Die Geschichte der SPD zeigt, dass es die masochistischen Neigungen der Partei auch schon in den großen Zeiten mit Willy Brandt gab.

Von Heribert Prantl

Es ist, mitten im Frühsommer, der Herbst der Sozialdemokratie. Die Kommentare in den Zeitungen fallen schon lange auf die SPD wie welkes Laub. Die Meinungsumfragen riechen nach Abschied. Andrea Nahlesverabschiedet sich auch. Die Partei- und Fraktionsvorsitzende hat den Kampf um ihre Wiederwahl aufgegeben. Sie tritt als Partei- und Fraktionsvorsitzende zurück. Sie war der beziehungsweise die fünfzehnte Vorsitzende seit Willy Brandt, wenn man die drei kommissarischen Parteichefs mitzählt. Der Verschleiß zeigt, dass der Vorsitzenden-Wechsel nicht die Lösung ist. Es ist aber auch keine Lösung, einfach nicht zu wechseln, es einfach bei dem oder der Alten zu lassen. Vor uns liegt eine Woche, in der die Sozialdemokratie zeigen muss, welche Kraft, welche Kräfte sie noch aktivieren kann.  Womöglich geht es  um Sein oder Nichtsein.

Mit Dreyer und Schwesig?

Noch ist die SPD ist nicht verloren;  aber sie kann verloren sein, wenn sie jetzt nicht alles aufbietet, was sie hat – zum Beispiel Malu Dreyer, zum Beispiel Manuela Schwesig, die beiden Ministerpräsidentinne; zum Beispiel Matthias Miersch, den 50jährigen Parteilinken, zuständig für Natur und Umwelt; er ist ein 68er – Geburtsjahrgang! Die Auswahl ist nicht mehr sehr groß. Und wem aus diesem Kreis traut  man das Unmögliche zu? Wer kann eine „mission impossible“ bewältigen? Das ist die Frage der nächsten Wochen.

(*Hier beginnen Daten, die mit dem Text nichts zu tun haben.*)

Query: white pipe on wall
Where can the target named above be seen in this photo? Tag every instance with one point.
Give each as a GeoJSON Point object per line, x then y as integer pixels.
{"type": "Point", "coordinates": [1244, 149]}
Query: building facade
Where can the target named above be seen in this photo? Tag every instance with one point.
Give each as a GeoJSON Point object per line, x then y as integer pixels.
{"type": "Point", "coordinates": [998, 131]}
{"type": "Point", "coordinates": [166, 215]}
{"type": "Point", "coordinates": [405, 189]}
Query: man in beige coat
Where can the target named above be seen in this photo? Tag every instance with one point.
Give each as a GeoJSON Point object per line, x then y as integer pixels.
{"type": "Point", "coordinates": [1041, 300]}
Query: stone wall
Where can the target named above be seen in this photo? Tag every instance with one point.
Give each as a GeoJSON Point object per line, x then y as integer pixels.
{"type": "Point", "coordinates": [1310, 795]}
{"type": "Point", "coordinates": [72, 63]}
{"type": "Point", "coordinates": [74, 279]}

Die Art und Weise, wie seit einiger Zeit über die Schwächen, Fehler und Gebrechen der SPD geschrieben und geredet wird, erinnert einen an den Sommer und Herbst 2008. Damals wurde freilich nicht über die SPD so geredet, sondern über die CSU. Und es war dann auch tatsächlich so, dass die CSU bei der Landtagswahl in Bayern eine krachende Niederlage erlitt. Die Partei des damaligen bayerischen Ministerpräsidenten verlor 17,3 Prozentpunkte, sie verlor die absolute Mehrheit der Landtagsmandate, die sie seit 1992 gehalten hatte, sie verlor ihren Ruf der Unbesiegbarkeit. Verglichen mit der morbiden Stimmung von damals ist die CSU heute, elf Jahre später, wieder einigermaßen gut beieinander – obwohl die Zeit der alten Herrlichkeit endgültig vorbei ist. Daraus könnte sich der Rat an die SPD ergeben, dass man, um es auf gut bayrisch zu sagen, dieLätschn, also das Gesicht, nicht verziehen darf. Das  mag der Wähler nicht. Aber das Niveau, auf dem sich die SPD in Wahlen und Umfragen mittlerweile bewegt, ist ja jämmerlich, dass das schwer fällt, vielleicht unmöglich ist.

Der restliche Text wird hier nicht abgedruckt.